Il ne s'agit que de l'exécution de lois que vous avez déjà volées.
Le canal de Bocholt à Herenthals a été décrété par la législature ; il doit
s'exécuter en deux sections.
La dépense en avait été estimée :
pour la première section à 1,730,000 fr.
pour la seconde à 2,220,000.
Total : 3,920,000.
Mais la législature n'a pas voté toutes les sommes nécessaires pour l'exécution
de cet ouvrage d'utilité publique.
Une première loi a alloué un crédit de 1,750,000 fr. pour l'exécution de
la première section ; une seconde a alloué un crédit de 1,110,000 fr. Vous avez
renvoyé au moment où les progrès des travaux l'auraient rendu nécessaire à voter,
les crédits indispensables pour l'achèvement des travaux ; ce moment est arrivé
; les deux crédits que vous avez votés sont complétement épuisés, et si les
chambres ne votaient pas, dès cette session extraordinaire, le crédit demandé,
il y aurait nécessité pour le gouvernement de suspendre les travaux dans un
moment où vous l'engagez à faire exécuter le plus de travaux possible, afin
d'occuper la classe ouvrière et de lui assurer ainsi les moyens de se procurer
des aliments qui sont maintenant à un prix élevé.
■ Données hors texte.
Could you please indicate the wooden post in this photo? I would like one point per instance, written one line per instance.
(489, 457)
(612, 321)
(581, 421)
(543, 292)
La somme qui avait été prévue devoir être nécessaire pour achever les travaux
est de 1,110,000 fr. Le gouvernement ne demande que 900,000 fr. parce que les
adjudications ont présenté un rabais assez considérable.
D'un autre côté, quelques travaux qu'on ne prévoyait pas ont été nécessaires.
En résultat, une somme de 950,000 fr. suffira, mais est nécessaire pour achever
le travail. Votre commission, à l'unanimité, a été d'avis de voter ce crédit de
950,000 fr. et d'adopter le projet de loi.
- La chambre décide que ce projet est mis à la suite de l'ordre du jour.
Discussion des articles
Article premier
M. le président. - Un second amendement présenté à l'article
premier par l'honorable M. Osy, consiste à ajouter aux objets qui y sont
énumérés : « le poisson sec. »
La parole est à M. Osy pour développer son amendement.
M. Osy. - Je crois avoir suffisamment développé cet
amendement. Le poisson sec est la nourriture de la classe moyenne, et quand
celle-ci aura cette nourriture à bon marché, elle consommera moins de pommes de
terre, ce qui sera un bienfait pour la classe pauvre.
M. le président. - Un troisième amendement de M. Osy consiste
à substituera la faculté laissée au gouvernement d'accorder la remise totale ou
partielle des droits d'entrée sur les farines, l'établissement d'un droit de 10
centimes par 100 kil. sur les farines et moutures.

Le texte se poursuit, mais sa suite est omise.